What isn't easy to do is getting the right amount of downforce on the CPU such that everything is copacetic.
Here's the socket bracket, simple star-key type bolts, took all of about 15 seconds to remove the entire socket bracket assembly.
Next item on the agenda was setting up the H100 with mounting bolts that don't have the standoffs that are too high given that the IHS won't be there anymore.
This turned out to be rather easy to solve, a trip to Home Depot for some #4-40 bolts was all it took. I threaded them up through the H100's support bracket from behind the mobo (silvery bolts in the picture below).
You can tell in the pic above that I really slathered on the NT-H1 TIM for this test in hopes of having the TIM serve a dual-purpose of thermal conductor as well as being a springy-spongy mass of sorts to dampen the inexperienced hands that were about to slam an H100 waterblock down onto the that bare silicon die :whiste:
Once the H100 was placed on top of the die I proceeded to add washers and nuts (inner diameter of the nuts was > the #4 bolt diameter, they are there truly as nothing more than standoff shims) until the remaining bolt length was just right for me to use the H100's stock mounting thumb-nuts (is that even a word? it feels wrong to write it
).
Now then, getting this to boot was a real trick. And keeping it from rebooting was yet another trick. I intended to put a spring on the bolt to provide some resistance to the thumb-nut torque but I got lazy and just went straight for the kill.
The result is that the operating temperatures were very sensitive to how much I tightened those thumb-nuts (as one would expect), but it was also very easy to overtighten them and cause the system to reboot (and promptly hang, BIOS gave an error code that ASUS claims means "no memory installed").
How sensitive are we talking? At 3.5GHz with the initial tightness my peak temperatures were 67°C. I tightened the thumb-nuts by a mere 180° (half a turn) and the peak temps reduced to 61°C. So I turned them another 180° only to have that cause the computer to spontaneously reboot. I backed the nuts off by 90° and the system booted and the peak operating temps were a mere 55°C.
That is a huge range in operating temperature for what amounted to less than a single full turn of the H100 mounting nuts, and going just a smidgen too far and the system reboots. Very touchy.
That said, what kind of results were I able to arrive at with my new found finicky friend?
^ compare cases "c" to that of cases "d" to see the improvements I observed in removing the IHS entirely from my system. In general I only benefited by a few degrees.
Now I realize throwing a big'ole table up like that will basically make people's eyes glaze over, so here is a graph of the same results:
The take home message there is replacing the CPU TIM doesn't really provide any benefit.
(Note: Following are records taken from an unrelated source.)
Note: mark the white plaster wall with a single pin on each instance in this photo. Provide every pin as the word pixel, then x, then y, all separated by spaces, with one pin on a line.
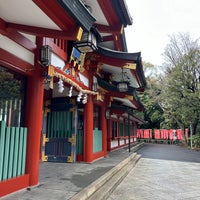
pixel 114 143
pixel 121 142
pixel 16 49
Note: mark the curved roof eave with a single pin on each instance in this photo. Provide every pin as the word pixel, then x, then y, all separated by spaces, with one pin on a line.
pixel 123 12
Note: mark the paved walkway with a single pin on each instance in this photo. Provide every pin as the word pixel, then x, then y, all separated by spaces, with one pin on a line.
pixel 61 181
pixel 165 172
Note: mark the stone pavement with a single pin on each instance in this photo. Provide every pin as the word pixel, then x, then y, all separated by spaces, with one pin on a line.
pixel 165 172
pixel 61 181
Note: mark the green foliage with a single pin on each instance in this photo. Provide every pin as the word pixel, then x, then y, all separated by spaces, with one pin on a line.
pixel 172 98
pixel 9 87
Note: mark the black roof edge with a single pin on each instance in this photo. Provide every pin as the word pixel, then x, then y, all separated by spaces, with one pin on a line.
pixel 79 12
pixel 123 42
pixel 119 54
pixel 122 11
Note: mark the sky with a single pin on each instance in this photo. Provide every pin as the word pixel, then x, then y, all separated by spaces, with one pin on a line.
pixel 155 20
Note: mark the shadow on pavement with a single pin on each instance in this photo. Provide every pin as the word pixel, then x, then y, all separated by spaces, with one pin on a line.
pixel 169 152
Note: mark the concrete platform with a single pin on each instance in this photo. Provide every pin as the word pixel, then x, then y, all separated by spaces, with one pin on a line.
pixel 62 181
pixel 165 172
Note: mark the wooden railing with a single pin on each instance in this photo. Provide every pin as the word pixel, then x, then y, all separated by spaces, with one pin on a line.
pixel 13 142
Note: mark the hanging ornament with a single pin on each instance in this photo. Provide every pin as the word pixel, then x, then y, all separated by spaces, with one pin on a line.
pixel 60 86
pixel 70 91
pixel 79 96
pixel 85 99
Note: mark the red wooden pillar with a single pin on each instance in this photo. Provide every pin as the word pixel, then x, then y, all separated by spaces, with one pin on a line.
pixel 104 129
pixel 34 105
pixel 88 136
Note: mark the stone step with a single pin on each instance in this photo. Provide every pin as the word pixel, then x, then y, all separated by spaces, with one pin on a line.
pixel 103 187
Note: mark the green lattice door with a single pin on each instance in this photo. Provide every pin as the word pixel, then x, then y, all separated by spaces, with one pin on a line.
pixel 59 131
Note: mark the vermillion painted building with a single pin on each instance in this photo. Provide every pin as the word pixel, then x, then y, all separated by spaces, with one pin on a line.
pixel 68 86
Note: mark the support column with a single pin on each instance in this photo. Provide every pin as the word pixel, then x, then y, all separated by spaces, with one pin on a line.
pixel 34 107
pixel 104 129
pixel 88 122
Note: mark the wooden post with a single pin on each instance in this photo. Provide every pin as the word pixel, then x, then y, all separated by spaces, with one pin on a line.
pixel 88 136
pixel 34 107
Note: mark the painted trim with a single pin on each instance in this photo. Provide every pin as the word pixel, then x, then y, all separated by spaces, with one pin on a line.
pixel 16 37
pixel 13 62
pixel 56 13
pixel 17 50
pixel 14 184
pixel 72 34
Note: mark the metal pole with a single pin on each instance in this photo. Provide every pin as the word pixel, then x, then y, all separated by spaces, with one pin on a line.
pixel 191 135
pixel 129 136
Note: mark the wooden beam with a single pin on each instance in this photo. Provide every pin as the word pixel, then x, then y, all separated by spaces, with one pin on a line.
pixel 13 62
pixel 109 12
pixel 16 36
pixel 56 13
pixel 45 32
pixel 3 29
pixel 109 29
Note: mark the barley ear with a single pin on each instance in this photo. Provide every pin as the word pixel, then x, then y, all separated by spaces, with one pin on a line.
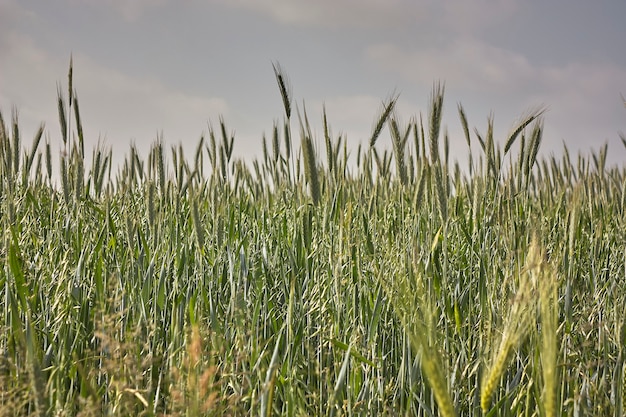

Reducing the gap between the CPU and the IHS does. And removing the IHS entirely doesn't really provide much benefit either.
And that stands to reason. The heat is going to flow through the copper of the IHS the same as it does through the copper of the H100 waterblock.
But if there is a thick pad of thermal paste in the way, as was the case with my 3770k at time of purchase, then it doesn't really matter how good the TIM itself is (unless it too is made of metal) because the mere presence of that thick pad of thermal paste becomes the weakest link in the thermal conductivity equation.
Once you eliminate the bottleneck that is the gap between the IHS and the CPU, or if you happen to end up with an Ivy Bridge CPU which doesn't have much of a gap to begin with (Yuriman
), then you have pretty much optimized the system at that point regardless which CPU TIM of choice you employ and regardless whether or not you leave the IHS in place.
Now the choice of CPU TIM still plays a role in terms of the robustness in maintaining those nice low temperatures. If the so-called "pump out" effect is real then we can expect it to bite us unless we choose a substitute CPU TIM that is designed to avoid such thermo-mechanical effects.
I haven't really got into testing that part out yet, but I expect IC Diamond and the metal TIMs like Liquid Ultra to be key there.